The case is Brandon v. Kinter, issued on September 10. Inmates do have constitutional rights, though they are watered down in the interests of maintaining prison security and efficiency. Plaintiff claims the jail made him eat port on dozens of occasions. The jail says the pork means happened only about ten times, not frequently enough to substantially burden plaintiff's sincere religious practices. The district court said there were only ten offending meals, not enough to violate the First Amendment's Free Exercise Clause.
The Court of Appeals (Calabresi, Walker and Chin) says the jury may find plaintiff was given a pork diet on 63 occasions over the course of about seven months. If true, then plaintiff can win the case. The Court of Appeals held in 1975 that the provision of food cannot unconstitutionally burden inmate rights. More than 60 meals is enough for plaintiff to win. But the Court of Appeals takes things further, holding that even if plaintiff was given pork on ten occasions, he can still win the case. The Court reviews a line of cases holding that even a "relatively small number of violative incidents did not prevent us from finding that a prisoner's religious beliefs were substantially burdened." In reaching this holding, the Court cites cases dating to the 1970s, finding that even a single violation can burden religious freedoms on jail. While the government says ten incidents are not enough, that makes the Second Circuit uncomfortable. The Court says:
For Muslims who follow Islamic dietary laws, consuming pork is a sin at any time, regardless of whether the consumption occurs during a holiday or not. The Quran expressly commands against it. See, e.g., Quran 2:173. Accordingly, when Muslim inmates are served meals containing pork, they are faced with the choice of disobeying the commands of their faith or not eating. We have correctly recognized that it is not generally the role of courts to distinguish between important and unimportant religious beliefs. And we should be reluctant to draw lines that would distinguish and require us to give more importance to some religious commands (such as fasting during Ramadan) over others (such as abstaining from the consumption of pork). The defendants give us no good reason to make such distinctions here. Indeed, it would be absurd to require that courts, in order to determine what constitutes a substantial burden, be made to decide the number of violations of a particular religious tenet that make a sin grievous. Yet that is what the defendants’ arguments would force us to do.The Court also engages in discussion about personal involvement of the defendants. In Section 1983 cases, you have to name the wrongdoers as defendants. In Colon v. Coughlin, 58 F.3d 865 (2d Cir. 1995), the Court of Appeals set forth a series of standards to resolve when individuals may be sued, including supervisors.

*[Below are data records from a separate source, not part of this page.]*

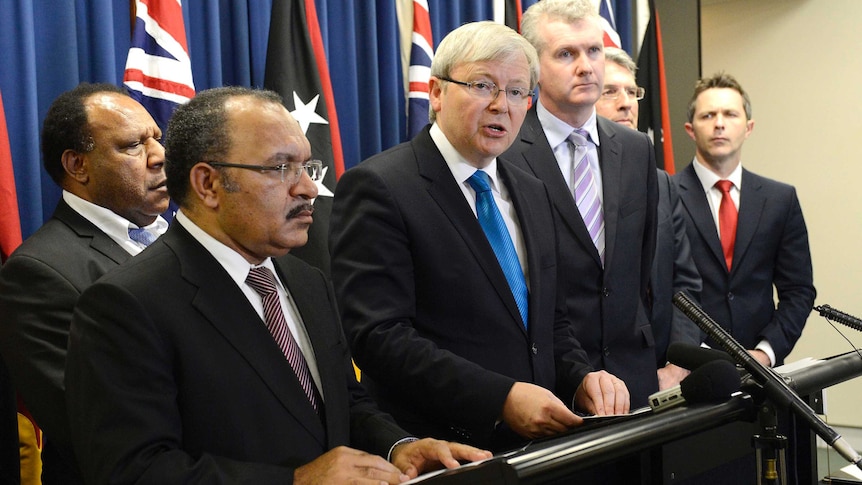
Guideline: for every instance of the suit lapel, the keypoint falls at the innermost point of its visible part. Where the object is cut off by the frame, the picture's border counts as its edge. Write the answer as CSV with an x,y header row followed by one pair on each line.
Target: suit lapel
x,y
541,160
446,193
751,202
610,161
694,200
99,241
224,305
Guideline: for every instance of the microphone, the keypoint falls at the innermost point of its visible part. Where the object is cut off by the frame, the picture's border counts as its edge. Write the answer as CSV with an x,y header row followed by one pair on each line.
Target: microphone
x,y
714,381
838,316
773,385
690,356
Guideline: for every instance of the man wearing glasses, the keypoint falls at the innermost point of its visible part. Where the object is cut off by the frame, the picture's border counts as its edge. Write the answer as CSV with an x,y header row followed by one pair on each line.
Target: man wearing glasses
x,y
444,265
673,267
206,360
602,181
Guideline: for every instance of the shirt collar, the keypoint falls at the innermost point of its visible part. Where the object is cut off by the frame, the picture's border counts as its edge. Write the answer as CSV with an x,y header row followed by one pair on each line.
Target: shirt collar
x,y
557,130
111,223
708,178
459,166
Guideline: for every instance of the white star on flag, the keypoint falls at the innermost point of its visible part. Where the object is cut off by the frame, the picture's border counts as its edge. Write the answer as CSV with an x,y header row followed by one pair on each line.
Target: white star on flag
x,y
306,114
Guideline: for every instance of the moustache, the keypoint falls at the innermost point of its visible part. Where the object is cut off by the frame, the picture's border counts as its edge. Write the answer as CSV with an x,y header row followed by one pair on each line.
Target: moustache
x,y
299,209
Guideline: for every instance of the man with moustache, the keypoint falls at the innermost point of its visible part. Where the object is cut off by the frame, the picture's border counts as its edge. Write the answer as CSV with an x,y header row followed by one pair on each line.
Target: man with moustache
x,y
747,233
445,267
103,149
673,269
205,360
602,181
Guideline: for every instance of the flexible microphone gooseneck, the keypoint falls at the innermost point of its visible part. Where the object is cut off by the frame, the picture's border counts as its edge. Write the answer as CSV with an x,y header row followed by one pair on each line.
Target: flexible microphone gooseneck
x,y
773,385
830,313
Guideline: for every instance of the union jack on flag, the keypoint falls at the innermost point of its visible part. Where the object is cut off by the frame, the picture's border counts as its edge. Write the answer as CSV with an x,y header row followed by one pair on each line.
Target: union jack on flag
x,y
158,69
421,54
609,25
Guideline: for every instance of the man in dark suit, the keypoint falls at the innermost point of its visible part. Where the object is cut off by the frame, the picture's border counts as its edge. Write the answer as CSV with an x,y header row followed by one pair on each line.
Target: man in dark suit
x,y
103,149
448,341
610,170
743,254
204,360
673,269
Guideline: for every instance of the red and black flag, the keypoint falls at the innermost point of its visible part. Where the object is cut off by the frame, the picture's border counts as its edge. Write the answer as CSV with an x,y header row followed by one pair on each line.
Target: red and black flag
x,y
296,68
654,113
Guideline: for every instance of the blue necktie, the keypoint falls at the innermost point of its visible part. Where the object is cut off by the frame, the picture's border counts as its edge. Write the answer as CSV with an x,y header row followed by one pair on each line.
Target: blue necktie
x,y
142,236
497,234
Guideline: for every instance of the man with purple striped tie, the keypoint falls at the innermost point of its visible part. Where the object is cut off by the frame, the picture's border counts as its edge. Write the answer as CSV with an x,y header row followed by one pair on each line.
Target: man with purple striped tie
x,y
209,361
602,181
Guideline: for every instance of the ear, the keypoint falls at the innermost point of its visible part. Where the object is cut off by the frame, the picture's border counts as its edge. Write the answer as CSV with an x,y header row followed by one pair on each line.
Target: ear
x,y
690,130
205,184
76,166
435,90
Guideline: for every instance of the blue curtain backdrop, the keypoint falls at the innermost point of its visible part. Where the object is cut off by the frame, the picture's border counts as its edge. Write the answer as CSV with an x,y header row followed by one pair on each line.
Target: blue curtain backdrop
x,y
49,46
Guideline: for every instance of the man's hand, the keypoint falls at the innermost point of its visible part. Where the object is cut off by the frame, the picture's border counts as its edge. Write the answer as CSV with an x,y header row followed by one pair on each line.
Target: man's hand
x,y
429,454
533,411
346,465
671,375
602,394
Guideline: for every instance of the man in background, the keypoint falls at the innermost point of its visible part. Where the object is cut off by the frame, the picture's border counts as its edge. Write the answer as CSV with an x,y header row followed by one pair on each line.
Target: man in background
x,y
602,181
206,361
673,269
102,148
444,261
747,233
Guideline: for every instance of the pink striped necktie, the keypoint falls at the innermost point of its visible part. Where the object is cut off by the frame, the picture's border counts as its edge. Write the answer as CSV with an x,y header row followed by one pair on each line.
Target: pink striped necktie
x,y
586,191
263,282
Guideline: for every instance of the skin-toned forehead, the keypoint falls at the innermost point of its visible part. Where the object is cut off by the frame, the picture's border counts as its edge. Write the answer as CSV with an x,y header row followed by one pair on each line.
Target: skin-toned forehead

There has been some debate in the federal courts over whether portions of the Colon test survive the Supreme Court's ruling in Ashcroft v. Iqbal (2009), but this ruling does not address that issue, maybe because no one briefed it.
The Court also says the jury may find that defendants were deliberately indifferent to plaintiff's rights. We all know that is the standard for these cases. But the Court of Appeals says there may be argument that Section 1983 cases can be won upon a showing of negligence, as the statute contains no state-of-mind requirement, and the Supreme Court said in Daniels v. Williams, 474 U.S. 327 (1986), that "depending on the right, merely negligent conduct may not be enough to state a claim" and declined to "rule out the possibility that there are other constitutional provisions that would be violated by mere lack of care." The Second Circuit has never squarely addressed this issue, as no one seems to brief that issue, and it was not briefed in this case. But that issue remains an open question for future litigants. Hey jailhouse lawyers, are you aware of this?